The reason is that the physical world is computational hell. Friction, gravity, elasticity, unpredictable light... every interaction with reality is a negotiation with a chaos of variables that no simulation can fully replicate.
Surprisingly, the “global reinforcement learning in robotics market size reached USD 1.82 billion”, and projected to reach an estimated USD 14.98 billion by 2033.
Investors, control and the single-hand problem
So, if the challenges are so fundamental, why do we see these spectacular demonstrations? Why are billions being invested in humanoids that are, at heart, little more than body double actors?
The answer lies with the audience. Those who sign the cheques are not usually experts in control engineering. A venture capitalist understands an exponential growth curve in software performance; they understand much less about the physical limitations of an actuator or the intractability of the contact problem in robotics. It is infinitely easier to sell a PowerPoint with the promise of ‘embodied general AI’ than to explain why a hinge remains an unsolved engineering problem.
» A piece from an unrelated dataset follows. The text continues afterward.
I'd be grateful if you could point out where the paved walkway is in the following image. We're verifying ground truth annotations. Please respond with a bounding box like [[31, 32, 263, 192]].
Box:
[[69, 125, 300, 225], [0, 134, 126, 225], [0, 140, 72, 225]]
What Tesla and other startups are selling is not a product, it is a narrative. A resurrection of the Cartesian dream: the promise that a software ‘soul’ (a giant language model, a neural network) can be downloaded into a body and, as if by magic, bring it to life and give it meaning. In fact, Tesla is now trapped in a single hand problem!
The human hand has 27 degrees of freedom and is controlled by 20 muscles in the hand and 20 muscles in the forearm, with most power developed by forearm muscles and intrinsic hand muscles crucial for fine control. Intrinsic muscles in the hand are essential for fine control and proprioception, crucial for tasks like playing piano or disassembling a car. Tesla Optimus’ hand had 22 dofs. All this requires 80% of engineering difficulty to replicate its versatility and dexterity in a robotic hand.
Manufacturing the robotic hand at scale is 100 times harder than designing it, according to Elon Musk, and makes this problem a huge and hierarchical one, since some muscles cannot be moved independently.
But as Gilbert Ryle warned us, this is a category mistake. Intelligence is not a ghost that can be transplanted. It is the result of a body and a brain that have evolved together over millions of years in a constant dance with the brutal and wonderful physics of the real world.
I’m not saying humanoids aren’t going to happen, but there are a lot of challenges to be solved before the economics of humanoids can work out. The progress is amazing but making the value larger than the cost is really hard: folks are going to have to nail both “very low cost robots” and “high productivity speeds”.
The robot that folds our clothes will come, probably. But it will not be the result of miraculous software installed in a pretentious mannequin. It will be the culmination of the work of those forgotten ‘plumbers’ of engineering who struggle with the friction, balance and fragility of a world that cannot be simulated. In the meantime, we will continue to watch a high-tech puppet show, applauding the ghost and pretending not to see the strings. And there’s also an important question left: do people really want humanoids at their homes?
We’ll see.